Mason went to three high schools, never to graduate from any of them. He was a freshman at Clover Park High School in Lakewood, Washington. Then he moved to Philadelphia, where he spent his sophomore and part of his junior year at Overbook High School before transferring to Marple-Newtown Senior High. Then, in 2009, he was, to use his own words, “locked up.”
Two years after that, with a GED and plans to attend the Community College of Pennsylvania, Mason was a director presenting the trailer of his documentary, “Push Outs,” at a Tuesday afternoon session at ISTE devoted to showcasing the best of Philadelphia youth media.
The film, created by Mason and other students from YESPhilly, a nonprofit program dedicated to providing opportunities for youths who dropped out of Philadelphia schools through arts and media education, aims to combat the stereotypes about dropouts Mason perceives as universally accepted.

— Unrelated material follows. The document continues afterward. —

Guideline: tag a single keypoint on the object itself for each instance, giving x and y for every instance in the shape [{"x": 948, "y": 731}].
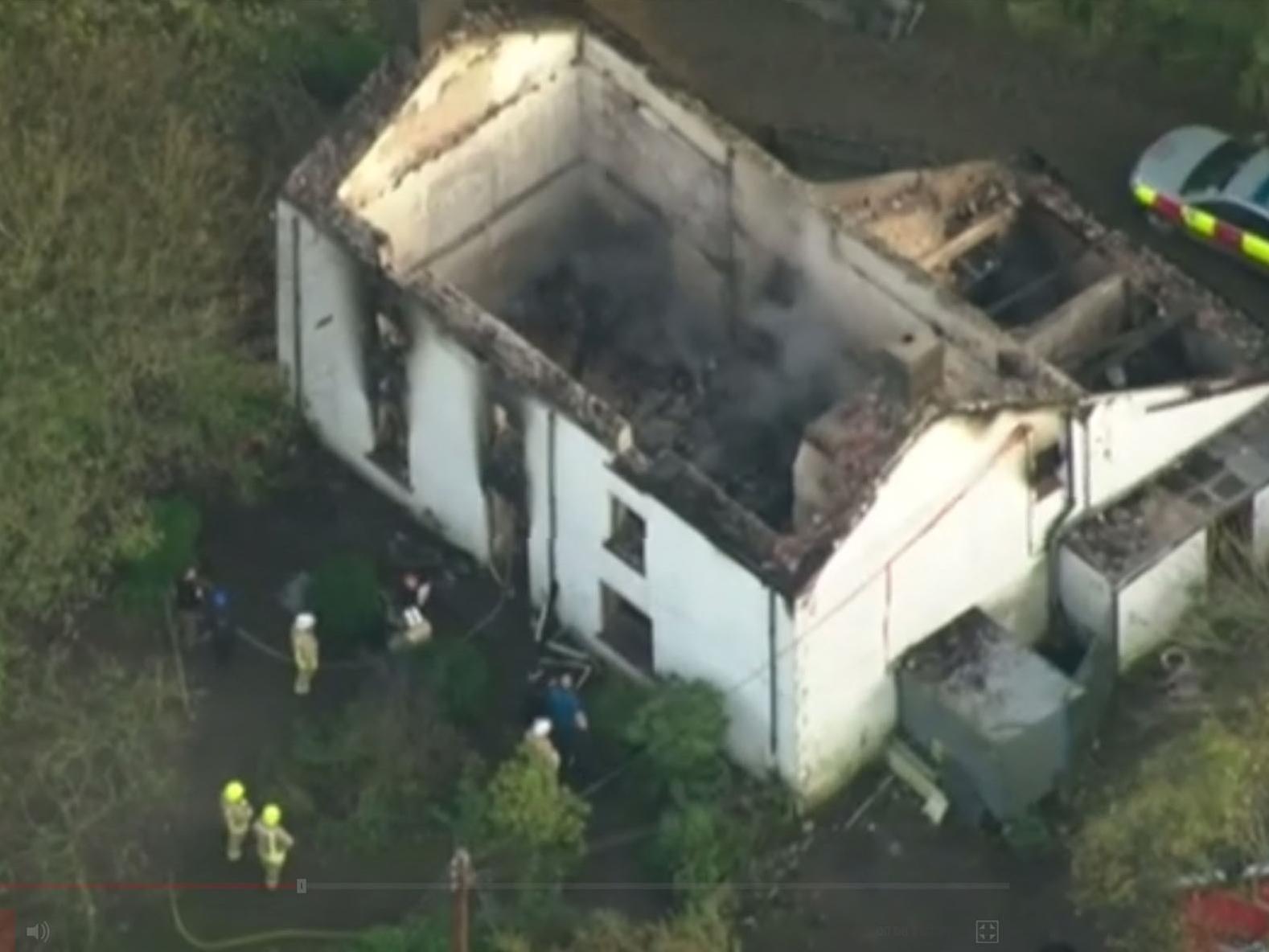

“We wanted to speak out for the kids who couldn’t,” Mason said.
Mason’s film, which chronicled the struggles of students who say they felt unmotivated, bored, or unfairly labeled by what they experienced in the public school system, was just one of a half-dozen captivating pictures presented from youth filmmakers who each told a story of a different Philadelphia. All of the films were made outside of school, through local nonprofit groups like the Big Picture Alliance, Messages in Motion, The Village of Arts and Humanities, and youth programs run by Temple University, PBS and NPR affiliate WHYY, and local access television.
There was “Jerk,” the short action thriller about a student who loses his mother and ends up down the wrong path, out of school, into drugs, and eventually almost on the wrong end of a gun. His friends, who don’t understand his changed behavior until overhearing a conversation about his mother’s passing, follow his path until they find him in a dispute over money in an abandoned park, and somehow rescue him from certain doom.
There was “Rappin it up in Philly,” a documentary from Madi Pignetti and Fabliha Khurshan, both rising juniors at Masterman High School, that examines the aspirations of teenage rap artists as they weigh pursuing their musical dreams against investment in education.
And there was an untitled documentary about high school football-related concussion injuries from Khalil Steward and Jared Jackson, both rising juniors (and football players) at Imotep Institute Charter High School, who spliced together a shocking cascade of vicious, head-to-head hits across the NFL, college, high school, and even Pop Warner games.
“It’s important to really know,” said Jackson, who has seen several teammates suffer concussions, “how it effects their head and their mind.”
There is boundless potential for digital education—to give Internet access, individualized instruction, a sense of comfort, and even a preview of the working world to students. Gaining the power of self expression—through video, audio, blogs, websites—usually falls further down the list in level of importance when advocates tout technology.
But if we accept a national school system in drastic need of repair, and we see technology as an agent of change, perhaps its most powerful is to give students a voice that others with the power to reform can understand. Because it may always be a struggle to pull people to visit the worst schools, the most endangered students, and the poorest neighborhoods. But when it’s all possible through the click of a mouse, there’s really no excuse.